You know what I’m talking about: the old, romantic idea that baseball should be played for the love of the game; that it’s America’s pastime; all of that idealistic, cheesy stuff. Call me cynical, but I just don’t see that in the game anymore. And the only way for me to not dismiss it altogether is to watch movies about baseball.
Because in films like “Field of Dreams,” “The Natural” and even “Major League,” baseball isn’t just a game, it’s the innocence of childhood, the stuff of boyhood dreams, nostalgic escapism at its best.
But it’s all been tarnished. And for me, like many other fans, it happened during the 1994-1995 Major League Baseball strike. The 232-day strike led to the cancellation of the 1994 World Series, the first since 1904 and a total of approximately 940 games. And it was all over money.

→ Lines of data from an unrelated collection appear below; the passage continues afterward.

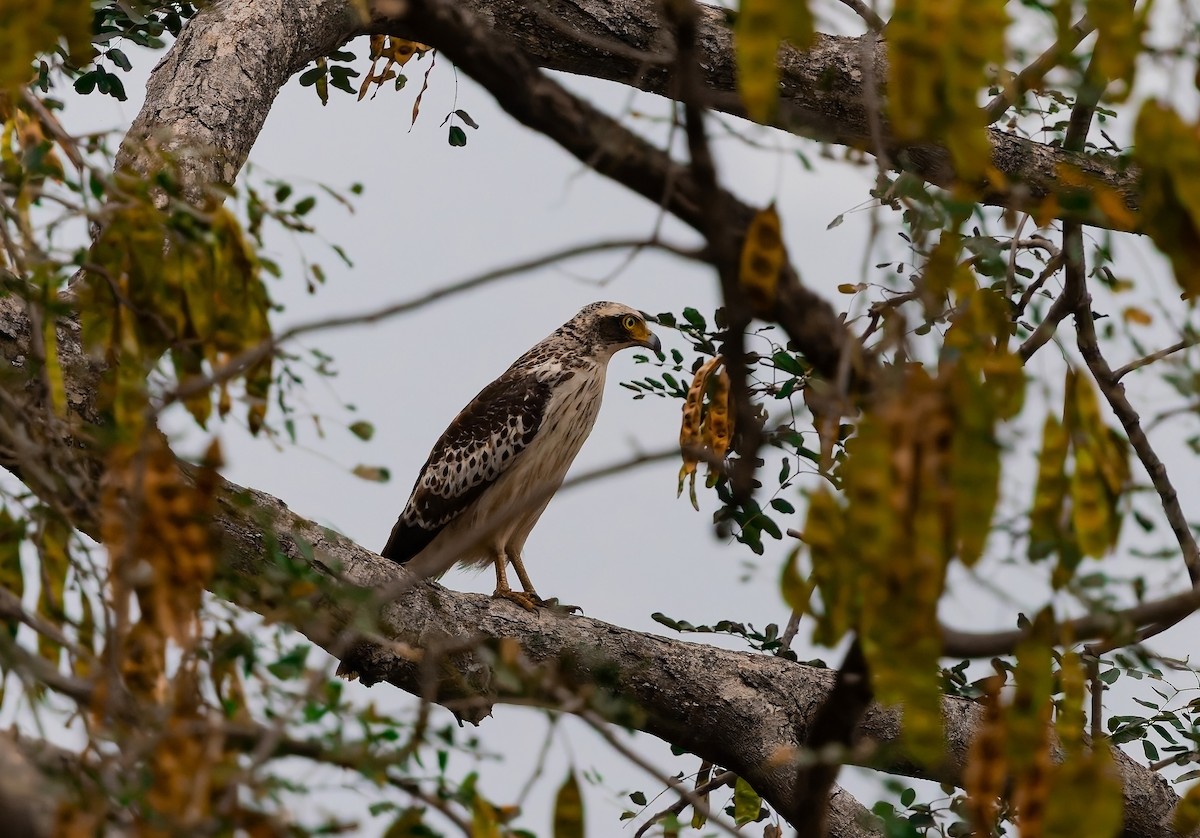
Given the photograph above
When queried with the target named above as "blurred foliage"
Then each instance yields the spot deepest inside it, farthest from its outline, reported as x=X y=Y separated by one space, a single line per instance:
x=873 y=503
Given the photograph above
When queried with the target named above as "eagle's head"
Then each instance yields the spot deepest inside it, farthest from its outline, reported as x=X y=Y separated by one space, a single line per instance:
x=605 y=328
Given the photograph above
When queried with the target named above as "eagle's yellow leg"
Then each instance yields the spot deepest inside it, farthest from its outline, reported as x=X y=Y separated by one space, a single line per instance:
x=528 y=598
x=519 y=566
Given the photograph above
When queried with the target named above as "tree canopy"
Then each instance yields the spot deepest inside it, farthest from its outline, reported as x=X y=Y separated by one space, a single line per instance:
x=999 y=408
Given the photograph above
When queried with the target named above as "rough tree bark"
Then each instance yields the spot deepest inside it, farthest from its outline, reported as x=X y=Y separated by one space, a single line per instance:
x=748 y=712
x=744 y=711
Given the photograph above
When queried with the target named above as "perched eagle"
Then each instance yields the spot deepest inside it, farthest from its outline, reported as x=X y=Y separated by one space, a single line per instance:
x=493 y=471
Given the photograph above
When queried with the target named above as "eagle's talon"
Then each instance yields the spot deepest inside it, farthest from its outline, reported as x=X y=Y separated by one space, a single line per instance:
x=561 y=608
x=528 y=602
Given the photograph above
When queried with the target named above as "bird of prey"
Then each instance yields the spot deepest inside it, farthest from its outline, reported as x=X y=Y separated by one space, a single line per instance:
x=495 y=468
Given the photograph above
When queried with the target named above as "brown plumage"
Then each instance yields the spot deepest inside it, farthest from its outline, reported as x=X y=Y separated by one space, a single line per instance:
x=495 y=468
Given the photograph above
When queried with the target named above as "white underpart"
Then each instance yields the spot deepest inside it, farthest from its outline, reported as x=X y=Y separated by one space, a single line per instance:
x=499 y=521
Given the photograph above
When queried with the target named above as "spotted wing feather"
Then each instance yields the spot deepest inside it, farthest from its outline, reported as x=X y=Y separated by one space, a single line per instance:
x=483 y=442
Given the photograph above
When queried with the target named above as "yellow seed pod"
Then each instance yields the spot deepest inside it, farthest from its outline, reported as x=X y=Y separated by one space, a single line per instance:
x=691 y=438
x=762 y=258
x=718 y=429
x=987 y=770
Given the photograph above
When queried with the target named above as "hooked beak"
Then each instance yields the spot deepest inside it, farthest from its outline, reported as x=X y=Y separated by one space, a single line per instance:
x=643 y=336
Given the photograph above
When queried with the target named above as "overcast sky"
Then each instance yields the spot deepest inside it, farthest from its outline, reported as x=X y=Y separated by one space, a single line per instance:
x=432 y=214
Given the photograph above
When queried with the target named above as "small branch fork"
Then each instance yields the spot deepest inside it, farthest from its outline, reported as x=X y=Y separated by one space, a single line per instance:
x=1146 y=620
x=723 y=237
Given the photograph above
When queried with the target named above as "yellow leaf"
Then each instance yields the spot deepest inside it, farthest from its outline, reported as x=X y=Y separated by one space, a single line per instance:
x=1050 y=494
x=1119 y=42
x=1134 y=315
x=976 y=470
x=939 y=55
x=569 y=809
x=1168 y=149
x=987 y=770
x=762 y=258
x=691 y=437
x=760 y=28
x=1029 y=728
x=833 y=569
x=1090 y=508
x=34 y=27
x=796 y=588
x=1187 y=812
x=12 y=579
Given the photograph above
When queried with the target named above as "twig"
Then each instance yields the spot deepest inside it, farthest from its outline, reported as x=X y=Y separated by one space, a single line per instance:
x=1031 y=76
x=1155 y=357
x=702 y=789
x=834 y=724
x=723 y=235
x=246 y=359
x=793 y=627
x=1060 y=309
x=1053 y=267
x=1097 y=689
x=957 y=644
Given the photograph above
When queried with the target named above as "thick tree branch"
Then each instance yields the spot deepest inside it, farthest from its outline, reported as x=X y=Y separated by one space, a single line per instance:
x=748 y=712
x=821 y=90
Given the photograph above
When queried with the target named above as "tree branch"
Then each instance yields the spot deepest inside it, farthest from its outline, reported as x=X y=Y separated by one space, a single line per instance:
x=747 y=712
x=821 y=90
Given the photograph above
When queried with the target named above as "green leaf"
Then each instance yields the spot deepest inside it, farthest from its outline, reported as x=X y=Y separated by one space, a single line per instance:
x=747 y=803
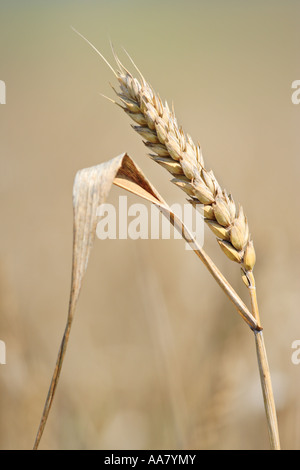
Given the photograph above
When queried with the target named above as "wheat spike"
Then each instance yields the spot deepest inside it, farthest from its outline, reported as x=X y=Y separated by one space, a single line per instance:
x=175 y=150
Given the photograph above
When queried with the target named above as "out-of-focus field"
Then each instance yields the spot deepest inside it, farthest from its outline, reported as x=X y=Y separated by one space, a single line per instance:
x=158 y=357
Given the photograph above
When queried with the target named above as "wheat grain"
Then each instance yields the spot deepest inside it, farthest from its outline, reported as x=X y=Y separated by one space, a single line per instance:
x=175 y=150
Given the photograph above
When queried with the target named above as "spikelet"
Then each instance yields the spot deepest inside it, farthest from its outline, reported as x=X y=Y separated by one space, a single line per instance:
x=174 y=150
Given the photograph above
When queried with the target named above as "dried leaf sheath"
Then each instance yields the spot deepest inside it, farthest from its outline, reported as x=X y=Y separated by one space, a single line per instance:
x=175 y=151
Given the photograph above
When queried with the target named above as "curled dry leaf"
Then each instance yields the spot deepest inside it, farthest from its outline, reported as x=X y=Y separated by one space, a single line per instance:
x=91 y=188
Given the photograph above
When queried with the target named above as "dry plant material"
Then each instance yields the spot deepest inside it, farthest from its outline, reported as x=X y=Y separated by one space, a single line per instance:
x=174 y=150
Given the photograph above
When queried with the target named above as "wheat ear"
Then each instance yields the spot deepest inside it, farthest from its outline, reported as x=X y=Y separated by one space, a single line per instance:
x=175 y=150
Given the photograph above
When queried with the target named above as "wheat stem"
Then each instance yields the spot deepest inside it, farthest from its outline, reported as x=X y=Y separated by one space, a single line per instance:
x=267 y=390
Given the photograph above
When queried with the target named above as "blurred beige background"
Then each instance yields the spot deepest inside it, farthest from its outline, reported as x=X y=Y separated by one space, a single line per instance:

After years of collecting baseball cards, reading books about it, arguing with friends about which team was better—the New York Yankees (I know, blasphemy for a Southern boy) or the Atlanta Braves—and attending Lookouts games at Engel Stadium, all the while playing the occasional game in the neighborhood, I walked away from it.
A lot of people did.
...But right now, baseball seems to be having an identity crisis. And there are questions to be answered.
Will baseball ever be great again? Has America moved on, embracing football as its new savior? How much blame should we put on the players, managers and owners? Have we, as fans, turned our backs on it when the game needs us the most? And more importantly, does any of this even matter?